ML platform consists of three key components.
- Model deployment
- Deployment service
- Package the model and dependencies
- Push the package to production
- Expose an endpoint for prediction
- Common MLOps tool
- Cloud providers: SageMaker (AWS), Vertex AI (GCP), AzureML (Azure), etc.
- Independent: MLflow Models, Seldon, Cortex, Ray Serve, etc.
- Challenges
- How to ensure a model's quality pre and during deployment?
- Deployment service
- Model store must ensure when something happens, how to figure out:
- Who is responsible for a model?
- If the correct model binary was deployed?
- If the used features are correct?
- If the code is up-to-date?
- If something happened with the data pipeline?
- The feature store has some key challenges
- Feature management
- How to share features between multiple models
- How to allow different teams to find and use features discovered by other teams?
- Solution: use the feature catalog
- Feature consistency
- Features might be written in Python during training and in Java during deployment
- How to ensure consistency between different feature pipelines?
- Feature computation
- It might be expensive to compute the same feature multiple times for different models
- How to store computed features so that other models can use them?
- Solution: use the data warehouse
- Feature management
ML platform might consist of other components such as.
- Monitoring: for operational metrics and ML-specific metrics
- Experimentation platform
- Measurement: for business metrics
When working with MLOps tools, we need to evaluate them based on some questions.
- Does it work with our cloud provider?
- Is it an open-source or managed service?
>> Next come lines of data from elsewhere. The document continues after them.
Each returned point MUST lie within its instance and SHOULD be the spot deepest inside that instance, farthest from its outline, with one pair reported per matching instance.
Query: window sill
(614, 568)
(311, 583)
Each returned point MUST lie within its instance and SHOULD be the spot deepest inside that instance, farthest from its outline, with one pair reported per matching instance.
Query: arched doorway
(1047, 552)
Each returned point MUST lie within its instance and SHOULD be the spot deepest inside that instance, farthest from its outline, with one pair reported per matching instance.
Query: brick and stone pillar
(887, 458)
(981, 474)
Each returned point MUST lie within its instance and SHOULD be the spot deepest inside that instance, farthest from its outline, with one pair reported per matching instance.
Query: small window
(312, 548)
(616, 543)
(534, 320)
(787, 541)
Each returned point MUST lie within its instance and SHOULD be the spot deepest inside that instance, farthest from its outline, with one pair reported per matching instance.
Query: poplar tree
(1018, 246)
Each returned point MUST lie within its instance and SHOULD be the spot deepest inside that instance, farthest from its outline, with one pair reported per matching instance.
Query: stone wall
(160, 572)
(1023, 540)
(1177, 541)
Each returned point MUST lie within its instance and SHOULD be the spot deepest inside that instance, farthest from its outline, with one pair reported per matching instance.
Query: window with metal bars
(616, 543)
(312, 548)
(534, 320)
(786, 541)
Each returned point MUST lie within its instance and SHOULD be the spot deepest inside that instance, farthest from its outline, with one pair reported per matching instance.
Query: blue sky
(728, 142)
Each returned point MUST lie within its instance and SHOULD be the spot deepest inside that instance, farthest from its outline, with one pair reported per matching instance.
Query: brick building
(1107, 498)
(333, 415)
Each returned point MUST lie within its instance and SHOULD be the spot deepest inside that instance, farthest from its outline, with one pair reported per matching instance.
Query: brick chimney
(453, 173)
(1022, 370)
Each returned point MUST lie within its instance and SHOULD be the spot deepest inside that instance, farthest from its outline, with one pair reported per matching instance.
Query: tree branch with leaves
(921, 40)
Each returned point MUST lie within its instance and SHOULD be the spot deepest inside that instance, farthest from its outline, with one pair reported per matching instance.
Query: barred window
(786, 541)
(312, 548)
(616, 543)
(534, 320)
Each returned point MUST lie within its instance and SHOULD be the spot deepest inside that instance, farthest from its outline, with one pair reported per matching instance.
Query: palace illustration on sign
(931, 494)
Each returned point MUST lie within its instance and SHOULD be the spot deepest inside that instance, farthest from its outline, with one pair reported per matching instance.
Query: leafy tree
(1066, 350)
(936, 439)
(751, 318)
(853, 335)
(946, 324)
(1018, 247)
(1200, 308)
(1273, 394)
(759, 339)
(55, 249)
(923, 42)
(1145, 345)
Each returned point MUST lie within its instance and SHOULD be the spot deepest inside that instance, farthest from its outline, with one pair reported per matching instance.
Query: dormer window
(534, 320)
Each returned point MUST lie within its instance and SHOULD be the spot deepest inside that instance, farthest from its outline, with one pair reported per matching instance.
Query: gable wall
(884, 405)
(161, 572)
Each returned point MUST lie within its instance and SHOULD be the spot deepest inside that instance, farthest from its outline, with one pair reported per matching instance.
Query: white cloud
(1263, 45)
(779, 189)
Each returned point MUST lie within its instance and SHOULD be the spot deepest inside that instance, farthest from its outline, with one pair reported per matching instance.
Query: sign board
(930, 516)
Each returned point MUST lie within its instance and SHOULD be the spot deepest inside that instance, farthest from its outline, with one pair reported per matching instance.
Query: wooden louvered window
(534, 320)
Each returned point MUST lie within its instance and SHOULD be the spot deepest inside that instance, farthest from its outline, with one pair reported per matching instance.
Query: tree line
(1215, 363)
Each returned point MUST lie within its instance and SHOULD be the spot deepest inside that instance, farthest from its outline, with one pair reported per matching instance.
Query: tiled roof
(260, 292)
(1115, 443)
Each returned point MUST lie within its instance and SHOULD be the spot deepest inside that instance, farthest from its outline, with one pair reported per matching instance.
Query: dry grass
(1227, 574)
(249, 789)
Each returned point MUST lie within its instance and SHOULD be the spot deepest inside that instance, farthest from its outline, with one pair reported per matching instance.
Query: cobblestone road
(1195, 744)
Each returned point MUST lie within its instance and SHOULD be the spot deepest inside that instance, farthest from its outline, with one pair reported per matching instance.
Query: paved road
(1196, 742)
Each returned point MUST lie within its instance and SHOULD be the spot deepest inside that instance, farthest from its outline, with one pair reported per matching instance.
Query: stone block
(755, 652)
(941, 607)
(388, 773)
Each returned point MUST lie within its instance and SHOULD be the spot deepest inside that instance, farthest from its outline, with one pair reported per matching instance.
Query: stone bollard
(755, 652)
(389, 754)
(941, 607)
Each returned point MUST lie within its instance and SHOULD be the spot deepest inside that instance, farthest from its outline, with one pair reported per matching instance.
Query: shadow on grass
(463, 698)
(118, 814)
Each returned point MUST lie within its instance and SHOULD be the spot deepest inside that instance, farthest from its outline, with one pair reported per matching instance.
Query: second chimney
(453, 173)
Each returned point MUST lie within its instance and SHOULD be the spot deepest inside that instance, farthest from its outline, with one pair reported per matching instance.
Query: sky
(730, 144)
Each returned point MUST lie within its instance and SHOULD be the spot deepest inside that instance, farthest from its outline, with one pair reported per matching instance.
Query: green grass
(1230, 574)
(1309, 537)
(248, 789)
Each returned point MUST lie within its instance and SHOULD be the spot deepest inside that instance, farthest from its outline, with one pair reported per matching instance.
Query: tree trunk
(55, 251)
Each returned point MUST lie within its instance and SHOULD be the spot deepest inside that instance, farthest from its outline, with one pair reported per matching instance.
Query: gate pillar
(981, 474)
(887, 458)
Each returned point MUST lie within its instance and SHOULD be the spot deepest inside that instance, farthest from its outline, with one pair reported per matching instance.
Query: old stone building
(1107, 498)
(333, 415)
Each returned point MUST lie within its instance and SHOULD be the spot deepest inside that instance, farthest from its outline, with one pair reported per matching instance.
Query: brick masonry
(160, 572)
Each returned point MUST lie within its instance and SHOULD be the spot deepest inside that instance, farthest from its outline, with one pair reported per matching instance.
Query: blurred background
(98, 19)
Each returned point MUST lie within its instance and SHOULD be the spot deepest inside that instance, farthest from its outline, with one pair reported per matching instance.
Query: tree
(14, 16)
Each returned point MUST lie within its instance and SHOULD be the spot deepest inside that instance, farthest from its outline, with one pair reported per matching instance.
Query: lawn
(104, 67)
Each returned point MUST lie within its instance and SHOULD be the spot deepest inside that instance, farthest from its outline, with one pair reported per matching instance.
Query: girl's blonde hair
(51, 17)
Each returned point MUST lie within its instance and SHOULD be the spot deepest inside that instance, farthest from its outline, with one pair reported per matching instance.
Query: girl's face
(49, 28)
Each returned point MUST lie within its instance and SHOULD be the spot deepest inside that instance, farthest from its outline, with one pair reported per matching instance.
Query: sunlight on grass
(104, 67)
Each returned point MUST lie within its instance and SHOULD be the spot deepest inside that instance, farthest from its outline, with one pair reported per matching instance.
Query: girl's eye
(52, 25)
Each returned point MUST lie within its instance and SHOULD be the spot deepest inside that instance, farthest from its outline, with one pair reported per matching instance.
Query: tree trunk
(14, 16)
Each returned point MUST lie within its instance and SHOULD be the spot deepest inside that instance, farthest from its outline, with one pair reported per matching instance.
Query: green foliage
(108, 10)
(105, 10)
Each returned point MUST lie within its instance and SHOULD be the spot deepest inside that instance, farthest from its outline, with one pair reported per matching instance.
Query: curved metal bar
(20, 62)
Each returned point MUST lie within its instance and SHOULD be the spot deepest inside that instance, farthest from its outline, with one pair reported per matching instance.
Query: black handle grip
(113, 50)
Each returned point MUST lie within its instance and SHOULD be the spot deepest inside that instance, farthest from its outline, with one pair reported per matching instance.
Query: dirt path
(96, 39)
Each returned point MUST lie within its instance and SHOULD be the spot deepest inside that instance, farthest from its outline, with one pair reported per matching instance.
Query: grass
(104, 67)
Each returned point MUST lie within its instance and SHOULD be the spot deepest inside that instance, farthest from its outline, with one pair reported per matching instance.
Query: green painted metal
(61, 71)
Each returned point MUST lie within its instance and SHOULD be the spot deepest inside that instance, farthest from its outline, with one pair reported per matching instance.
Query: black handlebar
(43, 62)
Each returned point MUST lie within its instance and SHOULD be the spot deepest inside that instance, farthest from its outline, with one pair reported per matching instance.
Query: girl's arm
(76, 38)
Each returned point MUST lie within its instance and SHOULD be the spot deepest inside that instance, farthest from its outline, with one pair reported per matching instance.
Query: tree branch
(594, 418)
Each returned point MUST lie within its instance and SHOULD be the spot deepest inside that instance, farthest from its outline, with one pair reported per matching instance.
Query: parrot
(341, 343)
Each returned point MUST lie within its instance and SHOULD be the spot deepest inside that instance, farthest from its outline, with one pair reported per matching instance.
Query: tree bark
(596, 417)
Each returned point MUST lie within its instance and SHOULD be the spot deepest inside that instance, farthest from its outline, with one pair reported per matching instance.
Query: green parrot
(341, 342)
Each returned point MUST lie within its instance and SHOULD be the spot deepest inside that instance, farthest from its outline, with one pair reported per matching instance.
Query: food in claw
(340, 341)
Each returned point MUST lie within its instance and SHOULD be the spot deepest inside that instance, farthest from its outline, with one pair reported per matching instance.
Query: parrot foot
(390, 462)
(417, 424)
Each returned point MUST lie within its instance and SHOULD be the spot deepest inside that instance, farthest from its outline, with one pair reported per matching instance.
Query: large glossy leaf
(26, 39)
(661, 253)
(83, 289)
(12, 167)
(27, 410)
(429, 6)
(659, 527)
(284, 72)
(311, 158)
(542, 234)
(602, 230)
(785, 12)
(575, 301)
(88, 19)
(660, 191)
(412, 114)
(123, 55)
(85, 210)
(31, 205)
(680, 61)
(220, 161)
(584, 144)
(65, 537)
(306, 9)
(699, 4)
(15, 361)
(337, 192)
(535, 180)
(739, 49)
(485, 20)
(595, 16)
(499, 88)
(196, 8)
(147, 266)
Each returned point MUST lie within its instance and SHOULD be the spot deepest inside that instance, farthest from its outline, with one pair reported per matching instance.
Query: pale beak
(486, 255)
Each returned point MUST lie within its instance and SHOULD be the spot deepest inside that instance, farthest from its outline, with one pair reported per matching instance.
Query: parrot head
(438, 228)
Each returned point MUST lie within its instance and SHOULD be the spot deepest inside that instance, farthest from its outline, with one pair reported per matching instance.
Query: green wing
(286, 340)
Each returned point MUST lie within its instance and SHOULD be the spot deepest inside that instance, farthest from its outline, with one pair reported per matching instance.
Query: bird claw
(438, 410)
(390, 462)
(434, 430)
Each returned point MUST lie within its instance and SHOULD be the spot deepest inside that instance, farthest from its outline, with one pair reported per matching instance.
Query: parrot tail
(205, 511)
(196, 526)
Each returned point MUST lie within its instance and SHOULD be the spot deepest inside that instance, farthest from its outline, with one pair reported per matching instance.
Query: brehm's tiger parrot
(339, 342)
- Does it satisfy data security requirements?
- etc.
Development environment
The development environment includes the following concerns.
- The IDE: vscode, vim
- Notebook: Jupyter notebooks, Colab
- Versioning tools: Git for code versioning, DVC for data versioning, WandB and MLflow for experiment versioning
- CI/CD test suite
- Standardization
- Standardize dependencies with versions
- Standardize tools and versions
- Standardize hardware: use a cloud development environment
- Simplify IT support
- Security: revoke access if the laptop is stolen
- Bring the development environment closer to the production environment
- Make the debugger easier
Ending
A typical ML Infrastructure has four layers, and the ML Platform is the third layer of it. ML Infrastructure is just a part of an ML System besides the hardware, data, ML algorithms, and the interface. This post helps you differentiate the ML System, ML Infrastructure, and ML Platform in a simple way.